The squad that will take the field carries the fingerprints of both the Dean Smith era and Emery's careful rebuilding. Tyrone Mings, John McGinn and Tammy Abraham started when Villa beat Derby in the 2019 Championship play-off final. Ezri Konsa and Douglas Luiz followed that summer. Ollie Watkins arrived a year later for a then-club record £28 million from Brentford, alongside Matty Cash and goalkeeper Emi Martínez — a collection of players who have grown from Championship level to Champions League contenders.
Emery, who has won the Europa League a record four times — three with Sevilla and once with Villarreal — has moulded this group into genuine European pedigree. The manager's private focus on this defining fixture, even amid a difficult run of results, has drawn quiet admiration from rival Premier League bosses, sources say.
Yet even as Villa chase glory on two fronts, change is coming. England forward Morgan Rogers, a star of this campaign, is the club's biggest asset as they navigate profit and sustainability rules. Jacob Ramsey left for Newcastle last summer for £40 million. The squad requires refreshing, and Emery and president of football operations Roberto Olabe — handpicked by the manager himself — are aligned on the vision: more youth, smart signings, and sustained competitiveness.
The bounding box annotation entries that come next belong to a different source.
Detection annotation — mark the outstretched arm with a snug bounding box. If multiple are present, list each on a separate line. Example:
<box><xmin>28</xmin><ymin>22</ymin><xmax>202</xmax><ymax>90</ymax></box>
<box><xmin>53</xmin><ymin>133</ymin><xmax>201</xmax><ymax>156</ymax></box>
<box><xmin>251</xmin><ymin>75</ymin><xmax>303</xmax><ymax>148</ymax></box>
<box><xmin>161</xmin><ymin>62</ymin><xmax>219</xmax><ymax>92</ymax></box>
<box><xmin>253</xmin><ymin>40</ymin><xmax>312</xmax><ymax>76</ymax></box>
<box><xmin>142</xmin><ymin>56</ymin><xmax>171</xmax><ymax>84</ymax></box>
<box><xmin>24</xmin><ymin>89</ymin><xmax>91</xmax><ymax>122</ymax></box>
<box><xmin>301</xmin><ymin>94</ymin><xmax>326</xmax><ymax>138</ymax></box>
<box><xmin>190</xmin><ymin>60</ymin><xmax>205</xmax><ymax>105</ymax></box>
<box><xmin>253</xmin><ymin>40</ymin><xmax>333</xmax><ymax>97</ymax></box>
"We are improving, including myself, and we will have more challenges to set for the present or future," Emery said. "The players are enjoying the process we are doing... this is the greatest moment we are having in the last three years."
For Watkins, the message is clear: this moment matters. "This is the only moment when we will have all of the same players in the dressing room this year," he said. "We need to do everything we can to get to the end."
On Thursday, Villa have the chance to prove they belong among Europe's elite. For a club that was fighting relegation just years ago, the journey itself is already a triumph.